Ed looked over and the priest was nodding at the redhead. He looked at her with some kind of empathy.

“This has been a long few days,” the redhead continued, her smile carrying into her voice. “I know that mom liked that picture of the little girl.  I know that she probably liked all my pictures, even with her discerning mind.  I’m a photographer and I think I love taking photos.  I’ve been to Dubrovnik in the heat and to Siberia the freezing cold and taken picture of a dog’s funeral.”

The girl with the crimson hair turned to the priest.  The priest nodded piously and held out both of his hands.  The girl turned, shaking the fans of her crimson. She smiled, her eyes wide and unfocused; intent on something unseen, but present. “I’ve taken a lot of pictures.   But I don’t think I will ever understand the rest.”

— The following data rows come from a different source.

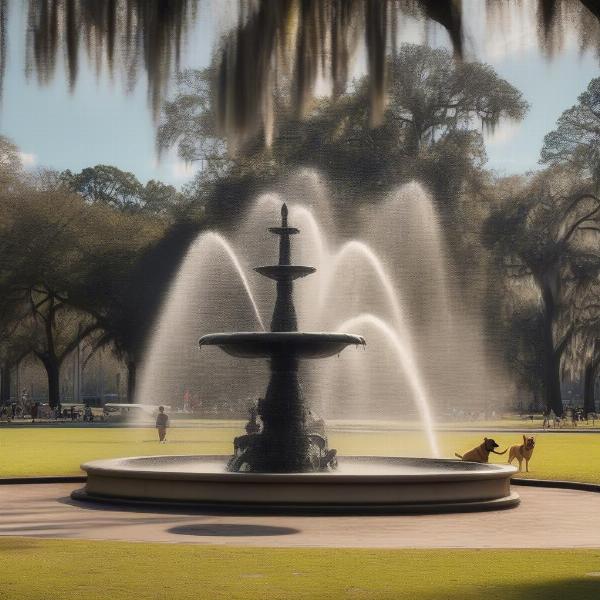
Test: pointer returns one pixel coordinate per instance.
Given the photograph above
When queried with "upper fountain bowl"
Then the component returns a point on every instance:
(285, 272)
(293, 343)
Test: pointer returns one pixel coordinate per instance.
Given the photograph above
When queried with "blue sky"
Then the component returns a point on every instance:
(100, 123)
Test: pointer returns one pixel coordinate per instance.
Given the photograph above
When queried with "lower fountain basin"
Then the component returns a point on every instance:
(293, 343)
(361, 484)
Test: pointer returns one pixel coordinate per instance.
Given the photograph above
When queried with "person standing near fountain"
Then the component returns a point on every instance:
(162, 422)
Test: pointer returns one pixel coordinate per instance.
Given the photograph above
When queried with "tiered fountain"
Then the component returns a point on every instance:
(284, 461)
(292, 440)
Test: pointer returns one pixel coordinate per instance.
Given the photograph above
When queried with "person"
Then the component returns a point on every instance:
(34, 411)
(162, 422)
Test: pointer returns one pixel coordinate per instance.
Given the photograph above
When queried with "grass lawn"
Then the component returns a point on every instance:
(60, 451)
(34, 569)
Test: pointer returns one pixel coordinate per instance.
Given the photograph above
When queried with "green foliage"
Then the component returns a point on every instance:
(576, 140)
(430, 131)
(121, 190)
(66, 269)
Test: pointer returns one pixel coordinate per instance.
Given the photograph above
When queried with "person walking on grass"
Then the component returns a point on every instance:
(162, 422)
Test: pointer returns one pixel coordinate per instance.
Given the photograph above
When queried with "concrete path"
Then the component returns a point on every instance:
(546, 518)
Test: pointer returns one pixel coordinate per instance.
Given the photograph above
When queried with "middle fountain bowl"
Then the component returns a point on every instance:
(285, 463)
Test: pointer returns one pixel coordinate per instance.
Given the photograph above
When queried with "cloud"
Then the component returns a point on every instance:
(28, 159)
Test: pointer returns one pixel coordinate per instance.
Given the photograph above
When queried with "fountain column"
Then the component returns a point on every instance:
(292, 439)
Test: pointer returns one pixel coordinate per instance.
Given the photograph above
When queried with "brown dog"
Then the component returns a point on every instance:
(522, 452)
(482, 452)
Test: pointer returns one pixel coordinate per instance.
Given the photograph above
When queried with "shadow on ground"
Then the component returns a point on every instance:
(232, 530)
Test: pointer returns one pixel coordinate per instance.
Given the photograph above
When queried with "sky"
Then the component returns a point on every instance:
(100, 123)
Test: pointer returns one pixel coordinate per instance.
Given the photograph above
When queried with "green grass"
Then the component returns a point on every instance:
(60, 450)
(34, 569)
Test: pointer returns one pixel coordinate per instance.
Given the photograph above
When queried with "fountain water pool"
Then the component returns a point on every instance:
(285, 462)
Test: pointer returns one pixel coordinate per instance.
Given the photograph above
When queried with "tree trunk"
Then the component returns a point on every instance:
(5, 383)
(589, 383)
(53, 373)
(131, 375)
(551, 358)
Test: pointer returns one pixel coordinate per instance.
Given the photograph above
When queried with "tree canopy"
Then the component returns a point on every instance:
(576, 139)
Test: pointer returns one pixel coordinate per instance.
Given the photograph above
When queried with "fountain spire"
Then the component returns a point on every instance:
(292, 438)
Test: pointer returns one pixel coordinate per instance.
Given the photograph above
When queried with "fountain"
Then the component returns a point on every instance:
(291, 439)
(284, 462)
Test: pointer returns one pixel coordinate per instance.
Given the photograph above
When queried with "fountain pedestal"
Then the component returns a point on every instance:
(287, 464)
(290, 441)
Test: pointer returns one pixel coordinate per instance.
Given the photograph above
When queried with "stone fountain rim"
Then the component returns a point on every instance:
(116, 467)
(281, 336)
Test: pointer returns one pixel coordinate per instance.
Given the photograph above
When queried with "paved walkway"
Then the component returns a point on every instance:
(546, 518)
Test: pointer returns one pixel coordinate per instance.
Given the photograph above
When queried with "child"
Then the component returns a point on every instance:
(162, 422)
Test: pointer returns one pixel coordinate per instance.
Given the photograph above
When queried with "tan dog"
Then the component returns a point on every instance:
(522, 452)
(482, 452)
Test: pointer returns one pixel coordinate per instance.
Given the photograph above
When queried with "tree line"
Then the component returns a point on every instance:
(90, 253)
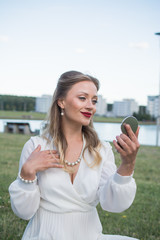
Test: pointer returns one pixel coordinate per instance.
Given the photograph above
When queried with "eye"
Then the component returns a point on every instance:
(82, 98)
(94, 101)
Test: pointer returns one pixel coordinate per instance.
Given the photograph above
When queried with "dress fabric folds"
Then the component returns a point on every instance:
(59, 210)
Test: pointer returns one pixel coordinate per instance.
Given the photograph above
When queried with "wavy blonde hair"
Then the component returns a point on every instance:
(54, 123)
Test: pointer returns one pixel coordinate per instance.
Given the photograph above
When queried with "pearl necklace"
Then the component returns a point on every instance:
(72, 164)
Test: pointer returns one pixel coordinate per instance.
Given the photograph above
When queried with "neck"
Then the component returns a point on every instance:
(72, 132)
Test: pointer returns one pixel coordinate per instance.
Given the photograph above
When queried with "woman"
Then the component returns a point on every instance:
(67, 171)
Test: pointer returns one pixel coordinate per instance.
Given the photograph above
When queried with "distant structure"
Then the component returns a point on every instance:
(101, 106)
(153, 103)
(43, 103)
(124, 108)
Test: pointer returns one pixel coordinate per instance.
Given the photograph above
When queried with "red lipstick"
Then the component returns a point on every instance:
(87, 114)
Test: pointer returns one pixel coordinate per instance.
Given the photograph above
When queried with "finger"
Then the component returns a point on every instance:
(137, 132)
(123, 141)
(38, 148)
(56, 165)
(50, 151)
(118, 147)
(130, 133)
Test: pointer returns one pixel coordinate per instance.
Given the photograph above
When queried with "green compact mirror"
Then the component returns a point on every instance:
(132, 121)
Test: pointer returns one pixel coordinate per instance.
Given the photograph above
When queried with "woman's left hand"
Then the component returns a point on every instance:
(127, 146)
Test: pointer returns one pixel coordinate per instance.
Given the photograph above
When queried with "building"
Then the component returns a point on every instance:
(153, 103)
(43, 103)
(101, 106)
(125, 108)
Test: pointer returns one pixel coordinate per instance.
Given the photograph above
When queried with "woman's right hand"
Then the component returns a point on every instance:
(39, 161)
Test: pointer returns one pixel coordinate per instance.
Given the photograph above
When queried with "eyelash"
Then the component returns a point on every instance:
(83, 98)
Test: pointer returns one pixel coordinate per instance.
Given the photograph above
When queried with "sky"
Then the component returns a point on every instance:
(112, 40)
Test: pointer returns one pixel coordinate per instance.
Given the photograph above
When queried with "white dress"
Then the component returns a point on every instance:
(60, 210)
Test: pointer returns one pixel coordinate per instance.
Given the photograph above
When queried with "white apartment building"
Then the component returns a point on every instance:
(153, 104)
(101, 106)
(43, 103)
(125, 108)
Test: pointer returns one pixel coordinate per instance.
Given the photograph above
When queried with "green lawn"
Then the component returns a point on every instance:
(141, 220)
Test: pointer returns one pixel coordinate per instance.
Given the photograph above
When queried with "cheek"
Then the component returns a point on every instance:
(73, 106)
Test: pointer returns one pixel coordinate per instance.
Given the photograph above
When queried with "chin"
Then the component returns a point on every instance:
(86, 123)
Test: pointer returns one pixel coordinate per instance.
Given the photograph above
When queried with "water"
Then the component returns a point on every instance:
(106, 131)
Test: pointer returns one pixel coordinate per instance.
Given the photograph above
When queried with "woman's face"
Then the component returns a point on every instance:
(80, 103)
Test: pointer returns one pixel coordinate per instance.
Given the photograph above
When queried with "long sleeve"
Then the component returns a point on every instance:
(25, 198)
(116, 192)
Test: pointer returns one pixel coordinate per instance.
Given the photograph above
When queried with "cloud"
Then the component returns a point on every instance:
(80, 50)
(3, 38)
(140, 45)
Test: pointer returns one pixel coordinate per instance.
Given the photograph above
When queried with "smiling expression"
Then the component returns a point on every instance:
(80, 103)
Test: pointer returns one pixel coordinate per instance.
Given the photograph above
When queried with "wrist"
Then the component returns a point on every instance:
(126, 169)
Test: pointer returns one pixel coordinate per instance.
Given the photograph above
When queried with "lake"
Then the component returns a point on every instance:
(106, 131)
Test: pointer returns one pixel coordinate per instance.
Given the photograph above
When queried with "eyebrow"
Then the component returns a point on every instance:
(88, 94)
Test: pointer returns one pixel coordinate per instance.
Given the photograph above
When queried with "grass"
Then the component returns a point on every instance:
(141, 220)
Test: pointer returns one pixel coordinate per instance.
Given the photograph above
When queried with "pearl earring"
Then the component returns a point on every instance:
(62, 113)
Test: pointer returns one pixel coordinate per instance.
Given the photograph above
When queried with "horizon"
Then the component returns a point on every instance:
(112, 41)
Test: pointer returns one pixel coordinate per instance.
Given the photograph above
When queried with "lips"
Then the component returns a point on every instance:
(86, 114)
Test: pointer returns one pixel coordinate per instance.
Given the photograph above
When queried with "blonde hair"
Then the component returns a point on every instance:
(54, 129)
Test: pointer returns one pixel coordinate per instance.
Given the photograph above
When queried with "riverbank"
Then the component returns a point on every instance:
(141, 220)
(42, 116)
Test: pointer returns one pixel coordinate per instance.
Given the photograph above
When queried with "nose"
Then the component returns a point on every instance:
(90, 105)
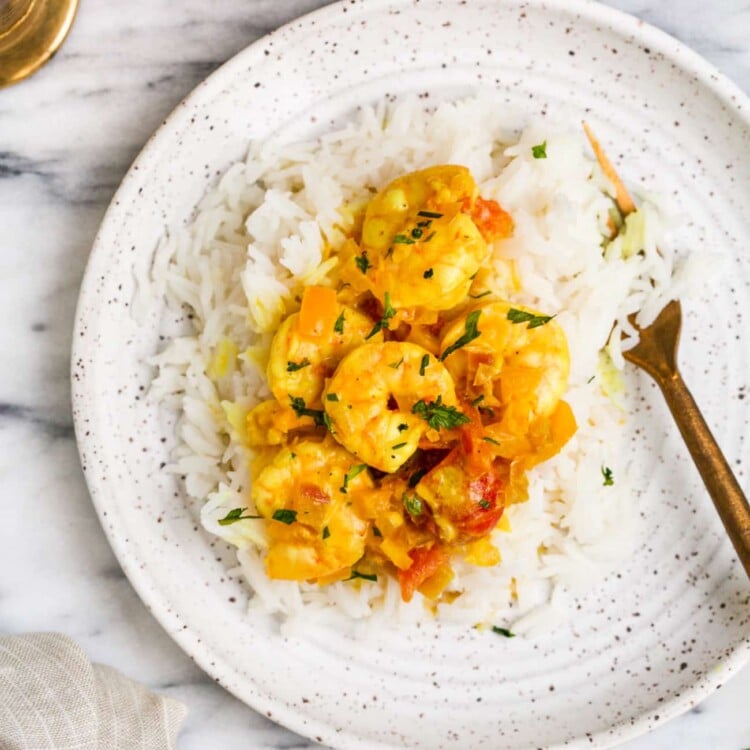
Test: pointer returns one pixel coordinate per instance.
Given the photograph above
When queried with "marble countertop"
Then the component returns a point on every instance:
(67, 136)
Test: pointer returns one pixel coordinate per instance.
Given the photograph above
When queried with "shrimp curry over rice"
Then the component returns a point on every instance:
(409, 399)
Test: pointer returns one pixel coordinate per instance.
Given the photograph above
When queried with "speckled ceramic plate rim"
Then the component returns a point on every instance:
(672, 50)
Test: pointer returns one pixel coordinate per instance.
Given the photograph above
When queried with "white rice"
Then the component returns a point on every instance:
(258, 236)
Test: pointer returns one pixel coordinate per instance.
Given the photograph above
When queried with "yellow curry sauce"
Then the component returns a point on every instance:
(409, 401)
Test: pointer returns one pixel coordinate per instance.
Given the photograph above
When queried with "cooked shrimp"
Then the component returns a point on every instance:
(298, 364)
(513, 357)
(305, 493)
(419, 242)
(379, 397)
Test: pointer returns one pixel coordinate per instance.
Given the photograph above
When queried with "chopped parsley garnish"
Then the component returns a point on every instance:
(294, 366)
(233, 516)
(438, 415)
(353, 472)
(470, 333)
(320, 418)
(416, 477)
(365, 576)
(412, 504)
(283, 515)
(423, 364)
(523, 316)
(388, 313)
(362, 262)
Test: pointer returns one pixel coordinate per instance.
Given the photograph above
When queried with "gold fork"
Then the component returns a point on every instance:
(656, 353)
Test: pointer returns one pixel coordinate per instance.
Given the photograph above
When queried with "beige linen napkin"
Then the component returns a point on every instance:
(53, 698)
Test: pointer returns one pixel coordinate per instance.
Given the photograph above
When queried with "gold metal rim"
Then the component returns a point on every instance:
(35, 38)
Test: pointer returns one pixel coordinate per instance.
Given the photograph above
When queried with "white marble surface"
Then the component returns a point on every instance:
(67, 137)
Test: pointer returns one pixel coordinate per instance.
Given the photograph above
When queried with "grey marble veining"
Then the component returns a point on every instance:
(67, 136)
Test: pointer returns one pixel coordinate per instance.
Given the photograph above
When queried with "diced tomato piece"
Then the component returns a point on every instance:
(483, 493)
(425, 563)
(492, 221)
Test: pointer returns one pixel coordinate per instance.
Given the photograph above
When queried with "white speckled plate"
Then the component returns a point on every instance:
(652, 640)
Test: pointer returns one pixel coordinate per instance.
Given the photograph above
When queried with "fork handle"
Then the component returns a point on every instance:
(722, 485)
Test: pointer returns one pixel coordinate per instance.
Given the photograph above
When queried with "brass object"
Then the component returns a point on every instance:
(656, 353)
(31, 31)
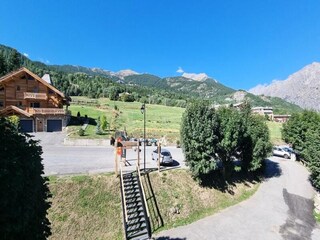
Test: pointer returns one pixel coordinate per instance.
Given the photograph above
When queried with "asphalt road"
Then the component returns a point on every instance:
(281, 209)
(59, 159)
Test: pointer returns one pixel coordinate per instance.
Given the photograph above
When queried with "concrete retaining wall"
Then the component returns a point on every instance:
(86, 142)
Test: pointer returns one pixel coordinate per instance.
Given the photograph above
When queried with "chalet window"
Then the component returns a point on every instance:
(30, 77)
(35, 105)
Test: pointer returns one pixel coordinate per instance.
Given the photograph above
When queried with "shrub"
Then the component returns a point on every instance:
(24, 192)
(81, 132)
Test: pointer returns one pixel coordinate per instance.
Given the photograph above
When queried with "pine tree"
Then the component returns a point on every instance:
(24, 192)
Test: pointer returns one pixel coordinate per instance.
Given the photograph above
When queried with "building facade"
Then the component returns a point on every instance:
(40, 106)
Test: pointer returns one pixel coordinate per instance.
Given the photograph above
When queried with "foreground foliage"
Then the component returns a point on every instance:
(89, 207)
(24, 193)
(302, 131)
(213, 139)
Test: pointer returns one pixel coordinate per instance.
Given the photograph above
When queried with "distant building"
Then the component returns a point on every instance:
(264, 111)
(281, 118)
(38, 104)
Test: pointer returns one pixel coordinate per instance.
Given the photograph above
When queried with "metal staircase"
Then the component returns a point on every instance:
(134, 205)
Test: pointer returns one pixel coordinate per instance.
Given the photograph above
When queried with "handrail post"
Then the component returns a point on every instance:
(116, 159)
(145, 201)
(124, 196)
(138, 150)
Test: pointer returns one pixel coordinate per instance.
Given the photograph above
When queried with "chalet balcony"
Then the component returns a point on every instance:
(36, 96)
(48, 111)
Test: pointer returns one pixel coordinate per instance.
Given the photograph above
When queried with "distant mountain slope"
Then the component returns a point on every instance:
(301, 88)
(174, 91)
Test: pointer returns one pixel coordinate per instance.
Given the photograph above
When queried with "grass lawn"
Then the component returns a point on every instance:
(89, 207)
(160, 120)
(275, 133)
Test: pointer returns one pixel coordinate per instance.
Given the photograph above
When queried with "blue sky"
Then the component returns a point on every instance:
(239, 43)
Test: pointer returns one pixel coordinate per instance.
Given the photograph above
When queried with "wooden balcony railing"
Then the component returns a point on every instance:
(48, 111)
(38, 96)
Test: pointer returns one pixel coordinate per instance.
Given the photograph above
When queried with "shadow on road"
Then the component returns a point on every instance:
(216, 180)
(300, 221)
(272, 169)
(169, 238)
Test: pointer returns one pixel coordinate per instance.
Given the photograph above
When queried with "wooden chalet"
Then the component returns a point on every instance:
(39, 105)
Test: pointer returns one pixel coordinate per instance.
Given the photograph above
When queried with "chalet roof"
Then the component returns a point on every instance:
(47, 78)
(13, 109)
(9, 77)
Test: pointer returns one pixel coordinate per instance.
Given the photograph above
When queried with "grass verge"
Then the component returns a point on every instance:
(89, 207)
(316, 216)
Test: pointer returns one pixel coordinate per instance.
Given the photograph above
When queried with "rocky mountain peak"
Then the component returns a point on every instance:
(301, 87)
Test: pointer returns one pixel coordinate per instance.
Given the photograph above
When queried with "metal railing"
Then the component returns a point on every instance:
(124, 195)
(52, 111)
(31, 95)
(144, 200)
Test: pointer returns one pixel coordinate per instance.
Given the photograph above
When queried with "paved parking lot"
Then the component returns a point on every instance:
(59, 159)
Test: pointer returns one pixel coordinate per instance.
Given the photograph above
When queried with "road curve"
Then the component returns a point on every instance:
(280, 209)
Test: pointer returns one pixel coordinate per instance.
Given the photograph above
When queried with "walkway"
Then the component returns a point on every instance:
(281, 209)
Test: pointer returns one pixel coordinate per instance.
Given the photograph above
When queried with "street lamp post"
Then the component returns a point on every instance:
(143, 111)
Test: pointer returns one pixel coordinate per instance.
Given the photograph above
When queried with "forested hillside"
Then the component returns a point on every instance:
(171, 91)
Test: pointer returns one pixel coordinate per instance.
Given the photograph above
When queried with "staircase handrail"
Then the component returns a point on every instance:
(124, 196)
(144, 200)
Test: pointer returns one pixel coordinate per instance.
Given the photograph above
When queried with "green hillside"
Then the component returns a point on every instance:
(169, 91)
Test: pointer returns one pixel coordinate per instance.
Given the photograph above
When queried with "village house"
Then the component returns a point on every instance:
(38, 104)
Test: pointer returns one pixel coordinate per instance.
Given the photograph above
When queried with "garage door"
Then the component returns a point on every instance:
(54, 125)
(26, 125)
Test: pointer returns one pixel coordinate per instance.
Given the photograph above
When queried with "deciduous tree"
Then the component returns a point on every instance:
(24, 192)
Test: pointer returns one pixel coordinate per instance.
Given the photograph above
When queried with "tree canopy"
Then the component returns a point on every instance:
(24, 193)
(213, 139)
(302, 131)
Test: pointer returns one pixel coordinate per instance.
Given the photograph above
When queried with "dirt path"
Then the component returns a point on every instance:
(281, 209)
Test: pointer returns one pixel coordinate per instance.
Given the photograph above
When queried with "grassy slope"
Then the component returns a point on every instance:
(275, 133)
(160, 120)
(89, 207)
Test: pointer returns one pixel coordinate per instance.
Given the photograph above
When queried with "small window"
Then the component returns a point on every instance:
(30, 77)
(35, 105)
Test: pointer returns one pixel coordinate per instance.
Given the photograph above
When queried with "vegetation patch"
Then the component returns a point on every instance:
(89, 207)
(86, 207)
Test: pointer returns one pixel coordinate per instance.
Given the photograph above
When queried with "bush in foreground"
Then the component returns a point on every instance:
(24, 191)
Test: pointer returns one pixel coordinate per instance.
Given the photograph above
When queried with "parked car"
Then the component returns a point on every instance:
(165, 156)
(152, 142)
(281, 152)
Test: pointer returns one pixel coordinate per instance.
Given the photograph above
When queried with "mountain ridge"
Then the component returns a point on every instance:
(301, 88)
(175, 91)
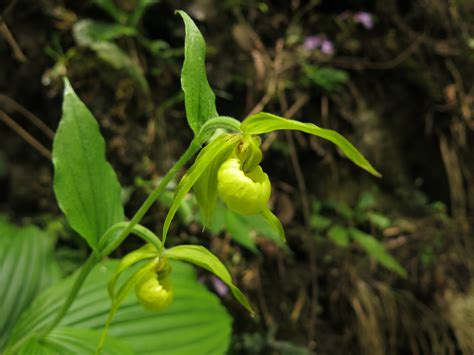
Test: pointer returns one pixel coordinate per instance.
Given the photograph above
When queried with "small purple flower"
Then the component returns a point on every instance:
(312, 42)
(319, 42)
(365, 19)
(327, 47)
(220, 287)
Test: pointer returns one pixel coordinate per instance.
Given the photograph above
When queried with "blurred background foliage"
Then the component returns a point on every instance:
(395, 77)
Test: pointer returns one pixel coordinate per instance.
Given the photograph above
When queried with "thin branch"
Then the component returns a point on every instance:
(25, 135)
(17, 52)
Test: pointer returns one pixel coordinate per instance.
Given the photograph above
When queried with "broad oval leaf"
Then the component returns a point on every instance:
(265, 122)
(73, 341)
(196, 322)
(85, 184)
(199, 98)
(27, 266)
(200, 256)
(377, 250)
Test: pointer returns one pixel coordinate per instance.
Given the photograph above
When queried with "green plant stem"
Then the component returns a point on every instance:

Her eyes became dark with focus once more.  The clouds moved past and the sun slanted down intermittently.  The world was a fishbowl.  The girl with the crimson hair began to cry and the tears fell in rolls and not in streaks.  Jack felt the heat inside each of his nostrils.  She moved from the casket with her hands folded in front of her by her waist and her hair swishing behind.  The priest took her place by the casket, keeping his hands outstretched.

“Some girl,” Ed Verlaine said.

Jack lifted his shovel to his shoulder and raised an eyebrow.

“Time, isn’t it?” Ed asked, bouncing his spade from one shoulder to the other across his body.